Tuon saß neben ihm und ignorierte die Tatsache, dass sie völlig nackt war. Sie sprach mit einem Totenwächter. Musenge kniete auf einem Knie, hielt den Kopf gesenkt und starrte zu Boden. Trotzdem!

»Beim Licht!«, sagte Mat und griff nach seiner Kleidung. Tuon saß auf seinem Hemd und warf ihm einen ärgerlichen Blick zu, als er versuchte, es unter ihr wegzuziehen.

»Höchsterlauchter«, wandte sich der Wächter mit noch immer abgewandtem Gesicht an Mat. »Ich grüße Euch, wo Ihr erwacht seid.«

»Tuon, warum sitzt du einfach da bloß rum?«, wollte Mat wissen und schaffte es endlich, sein Hemd von diesem knackigen Hintern freizubekommen.

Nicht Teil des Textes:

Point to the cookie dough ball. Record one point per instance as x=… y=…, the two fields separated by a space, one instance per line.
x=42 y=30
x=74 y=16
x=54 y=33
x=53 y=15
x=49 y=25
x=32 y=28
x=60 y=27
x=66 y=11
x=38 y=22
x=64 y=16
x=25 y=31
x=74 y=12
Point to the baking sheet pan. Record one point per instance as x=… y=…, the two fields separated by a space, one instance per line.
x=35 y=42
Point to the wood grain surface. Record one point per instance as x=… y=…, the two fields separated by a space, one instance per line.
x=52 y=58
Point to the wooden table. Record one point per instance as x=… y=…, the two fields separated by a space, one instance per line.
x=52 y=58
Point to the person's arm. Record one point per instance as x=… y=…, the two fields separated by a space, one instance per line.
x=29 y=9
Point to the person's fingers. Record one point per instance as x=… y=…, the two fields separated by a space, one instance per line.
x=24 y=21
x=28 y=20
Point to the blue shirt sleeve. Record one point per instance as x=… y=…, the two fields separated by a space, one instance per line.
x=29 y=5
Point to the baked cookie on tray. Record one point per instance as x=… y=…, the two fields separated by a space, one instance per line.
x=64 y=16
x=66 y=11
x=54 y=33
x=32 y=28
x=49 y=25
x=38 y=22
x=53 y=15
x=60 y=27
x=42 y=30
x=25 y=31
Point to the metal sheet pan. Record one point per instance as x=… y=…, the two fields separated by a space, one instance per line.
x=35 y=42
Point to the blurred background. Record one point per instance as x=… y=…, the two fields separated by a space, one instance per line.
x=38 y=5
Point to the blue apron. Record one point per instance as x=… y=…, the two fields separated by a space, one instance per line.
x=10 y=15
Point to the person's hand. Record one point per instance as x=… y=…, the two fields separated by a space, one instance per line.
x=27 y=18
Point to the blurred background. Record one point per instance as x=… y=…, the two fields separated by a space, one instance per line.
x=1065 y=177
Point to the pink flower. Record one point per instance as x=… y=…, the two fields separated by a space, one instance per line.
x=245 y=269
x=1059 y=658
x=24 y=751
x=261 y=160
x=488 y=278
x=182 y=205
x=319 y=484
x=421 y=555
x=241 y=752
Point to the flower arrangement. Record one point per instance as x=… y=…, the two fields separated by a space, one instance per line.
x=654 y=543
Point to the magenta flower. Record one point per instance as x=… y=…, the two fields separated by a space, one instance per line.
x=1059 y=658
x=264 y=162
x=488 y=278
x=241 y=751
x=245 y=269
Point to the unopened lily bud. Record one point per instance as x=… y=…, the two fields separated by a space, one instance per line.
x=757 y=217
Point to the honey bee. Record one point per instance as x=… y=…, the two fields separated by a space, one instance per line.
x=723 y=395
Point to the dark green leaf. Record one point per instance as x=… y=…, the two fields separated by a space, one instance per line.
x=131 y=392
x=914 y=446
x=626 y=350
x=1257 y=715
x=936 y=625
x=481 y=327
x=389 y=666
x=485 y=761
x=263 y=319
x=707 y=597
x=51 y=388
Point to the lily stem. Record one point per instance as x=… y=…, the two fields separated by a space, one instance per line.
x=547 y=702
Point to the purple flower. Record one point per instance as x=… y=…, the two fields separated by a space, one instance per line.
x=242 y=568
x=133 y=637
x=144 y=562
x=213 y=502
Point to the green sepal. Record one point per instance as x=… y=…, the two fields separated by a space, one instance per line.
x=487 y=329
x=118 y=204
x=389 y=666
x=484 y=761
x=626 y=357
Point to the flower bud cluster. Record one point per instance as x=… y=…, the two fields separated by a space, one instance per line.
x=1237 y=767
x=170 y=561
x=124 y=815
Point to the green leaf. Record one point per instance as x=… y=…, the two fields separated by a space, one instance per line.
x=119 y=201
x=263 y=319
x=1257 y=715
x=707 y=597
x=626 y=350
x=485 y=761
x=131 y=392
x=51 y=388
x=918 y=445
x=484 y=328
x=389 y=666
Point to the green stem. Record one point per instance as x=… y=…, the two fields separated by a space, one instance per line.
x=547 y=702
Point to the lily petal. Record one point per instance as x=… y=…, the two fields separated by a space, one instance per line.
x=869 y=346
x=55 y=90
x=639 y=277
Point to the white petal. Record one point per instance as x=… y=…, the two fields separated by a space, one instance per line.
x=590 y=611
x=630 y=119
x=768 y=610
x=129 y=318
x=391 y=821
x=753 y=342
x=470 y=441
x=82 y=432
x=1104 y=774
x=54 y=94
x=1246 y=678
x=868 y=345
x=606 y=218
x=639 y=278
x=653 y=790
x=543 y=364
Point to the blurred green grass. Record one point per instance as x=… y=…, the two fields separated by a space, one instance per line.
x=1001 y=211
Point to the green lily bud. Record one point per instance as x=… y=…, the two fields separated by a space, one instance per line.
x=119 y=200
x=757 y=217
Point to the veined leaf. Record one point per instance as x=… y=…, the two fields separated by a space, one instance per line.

»Als mein Gemahl dürft Ihr mich als Fortuona oder Majestät ansprechen«, sagte Tuon streng. »Es würde mich ausgesprochen ärgern, wenn ich Euch hinrichten lassen müsste, bevor Ihr mir ein Kind schenkt, denn Ihr wachst mir ans Herz. Was diesen Wächter angeht, er gehört zur Totenwache. Sie müssen mich ständig bewachen. Ich habe sie oft in meiner unmittelbaren Nähe, wenn ich bade. Das ist ihre Pflicht, und sein Gesicht ist abgewandt.«

Mat kleidete sich eilig an.

Sie fing ebenfalls an, sich anzuziehen, wenn auch nicht einmal annähernd schnell genug, soweit es ihn betraf. Er hielt nicht viel von einem Wächter, der seine Frau angaffte. Die Stelle, an der sie geschlafen hatten, wurde von niedrigen Blautannen umgeben – hier im Süden eine Seltenheit; möglicherweise hatte man sie ja gezüchtet, weil sie exotisch waren. Auch wenn die Nadeln langsam braun wurden, boten sie dennoch wenigstens ein gewisses Maß an Privatsphäre. Jenseits der Tannen gab es einen Kreis aus anderen Bäumen. Möglicherweise Pfirsichbäume, obwohl das ohne die Blüten schwer zu sagen war.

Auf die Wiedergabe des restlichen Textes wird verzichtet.